When you enroll ConfigMgr Mac agent, you may encounter the Certificate has untrusted root issue. In this post, I will cover the steps to fix the Certificate has untrusted root on Mac.
Troubleshooting the ConfigMgr Mac client agent enrollment is not as simple as you think. With Windows, yes you got the SCCM log files and troubleshooting is fairly simple.
In my previous post I covered the steps to install SCCM client agent on macOS Big Sur. During the ConfigMgr agent enrollment on Mac, I encountered Certificate has untrusted root issue. Let me show a screenshot so that it becomes familiar.
In the below screenshot, you can see on the Mac, the ConfigMgr client agent shows the enrollment status as Enrolled however we see the Certificate has untrusted root issue.

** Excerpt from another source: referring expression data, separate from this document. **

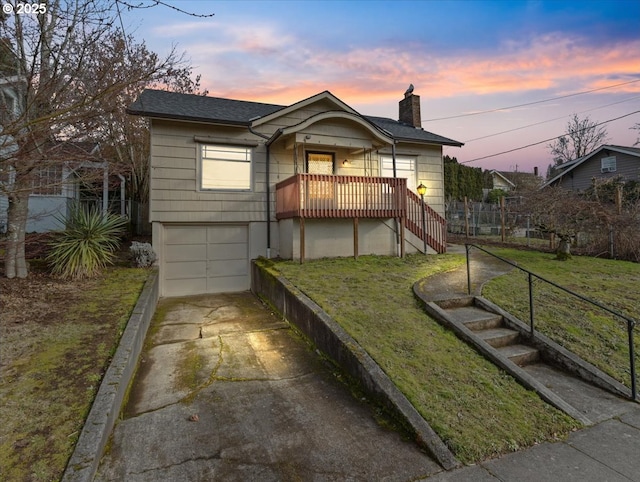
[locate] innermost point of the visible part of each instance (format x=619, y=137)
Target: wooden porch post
x=301, y=240
x=402, y=253
x=355, y=238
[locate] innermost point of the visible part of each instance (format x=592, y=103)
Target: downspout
x=122, y=194
x=268, y=210
x=395, y=174
x=105, y=189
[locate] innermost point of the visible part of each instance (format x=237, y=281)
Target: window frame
x=608, y=164
x=323, y=153
x=48, y=181
x=221, y=147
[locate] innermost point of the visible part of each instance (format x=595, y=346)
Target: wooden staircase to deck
x=435, y=232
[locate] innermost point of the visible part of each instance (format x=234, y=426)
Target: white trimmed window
x=608, y=164
x=225, y=167
x=405, y=167
x=47, y=181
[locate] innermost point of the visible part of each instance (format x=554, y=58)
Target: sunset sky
x=531, y=64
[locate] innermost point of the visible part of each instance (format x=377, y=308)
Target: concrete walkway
x=607, y=451
x=227, y=392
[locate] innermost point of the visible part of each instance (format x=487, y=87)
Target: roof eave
x=424, y=141
x=206, y=120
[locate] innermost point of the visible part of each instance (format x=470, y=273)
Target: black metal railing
x=631, y=323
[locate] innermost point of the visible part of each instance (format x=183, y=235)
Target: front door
x=321, y=163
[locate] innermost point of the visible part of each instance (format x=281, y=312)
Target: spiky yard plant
x=87, y=244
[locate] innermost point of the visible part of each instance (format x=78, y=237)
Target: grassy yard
x=478, y=410
x=57, y=340
x=588, y=331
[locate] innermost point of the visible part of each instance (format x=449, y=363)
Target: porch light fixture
x=422, y=190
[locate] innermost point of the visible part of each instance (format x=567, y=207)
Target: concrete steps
x=558, y=376
x=491, y=328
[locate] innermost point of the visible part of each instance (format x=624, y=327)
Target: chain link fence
x=619, y=238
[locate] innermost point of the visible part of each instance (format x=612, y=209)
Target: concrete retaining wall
x=107, y=405
x=330, y=338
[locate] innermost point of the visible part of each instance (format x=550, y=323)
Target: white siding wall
x=580, y=178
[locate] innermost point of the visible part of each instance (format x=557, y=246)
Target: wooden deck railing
x=435, y=225
x=326, y=196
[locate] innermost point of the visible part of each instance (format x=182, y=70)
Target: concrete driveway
x=226, y=391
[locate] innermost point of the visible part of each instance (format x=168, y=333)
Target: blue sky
x=464, y=57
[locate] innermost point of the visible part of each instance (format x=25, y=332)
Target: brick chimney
x=410, y=109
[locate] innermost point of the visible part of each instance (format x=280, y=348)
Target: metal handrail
x=631, y=323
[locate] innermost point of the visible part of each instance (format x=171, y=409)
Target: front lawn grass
x=53, y=360
x=593, y=334
x=478, y=410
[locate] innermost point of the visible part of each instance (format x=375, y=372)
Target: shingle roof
x=171, y=105
x=401, y=131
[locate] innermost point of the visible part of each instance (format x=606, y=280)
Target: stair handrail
x=631, y=323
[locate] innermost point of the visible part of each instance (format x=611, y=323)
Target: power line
x=531, y=103
x=546, y=140
x=548, y=120
x=140, y=5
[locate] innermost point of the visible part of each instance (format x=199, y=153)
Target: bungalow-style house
x=606, y=162
x=232, y=180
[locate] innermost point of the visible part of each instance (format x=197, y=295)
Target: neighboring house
x=233, y=180
x=516, y=181
x=58, y=185
x=606, y=162
x=500, y=181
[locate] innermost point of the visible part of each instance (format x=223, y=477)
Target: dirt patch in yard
x=56, y=340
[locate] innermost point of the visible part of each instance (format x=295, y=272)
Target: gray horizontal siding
x=581, y=177
x=174, y=194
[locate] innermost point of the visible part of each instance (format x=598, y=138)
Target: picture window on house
x=225, y=167
x=608, y=164
x=48, y=181
x=320, y=163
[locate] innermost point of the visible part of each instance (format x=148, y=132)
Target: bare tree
x=581, y=137
x=565, y=213
x=57, y=67
x=637, y=127
x=124, y=138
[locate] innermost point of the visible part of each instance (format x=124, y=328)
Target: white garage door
x=205, y=259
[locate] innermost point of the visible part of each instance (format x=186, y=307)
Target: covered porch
x=326, y=197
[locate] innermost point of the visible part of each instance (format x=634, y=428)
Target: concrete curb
x=84, y=461
x=330, y=338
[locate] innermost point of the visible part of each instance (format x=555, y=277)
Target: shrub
x=143, y=254
x=87, y=244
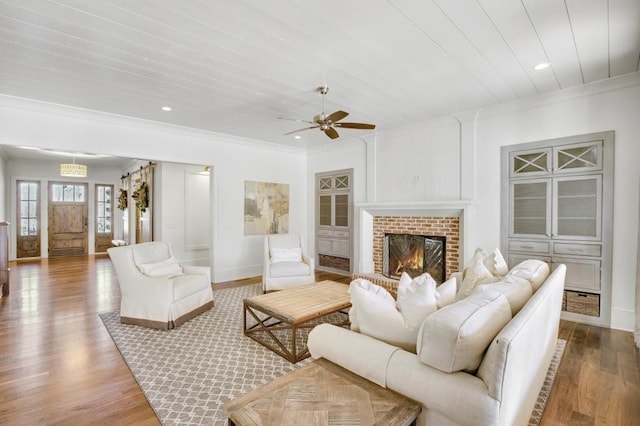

Clicking Connect Now shows the same line again.
How to fix Certificate has Untrusted Root
The reason why you see the Certificate has Untrusted Root issue is because the root certificate is not trusted by your Mac. The other solution to this issue is to use a certificate on the MP that has both the Subject Name defined (as Type – Common name) and the Alternative Name (as Type – DNS).
On the Mac, click Launchpad > Keychain Access > System. Here you will find all the installed certificates. There is one certificate that is not trusted and that’s the root certificate. Select the root certificate and click Certificates.
Under the Trust section of the root certificate, next to When using this certificate, click that drop-down and select Always Trust. When you do that all the other options are also configured to Always Trust. This is an important step where you change the trust settings and tell mac to trust the root certificate.
After you make the above changes, the certificate now appears to be fine.
Now launch the Configuration Manager icon from System Preferences. Click Connect now, and you should no more see the certificate untrusted root issue. I would also recommend restarting your Mac once.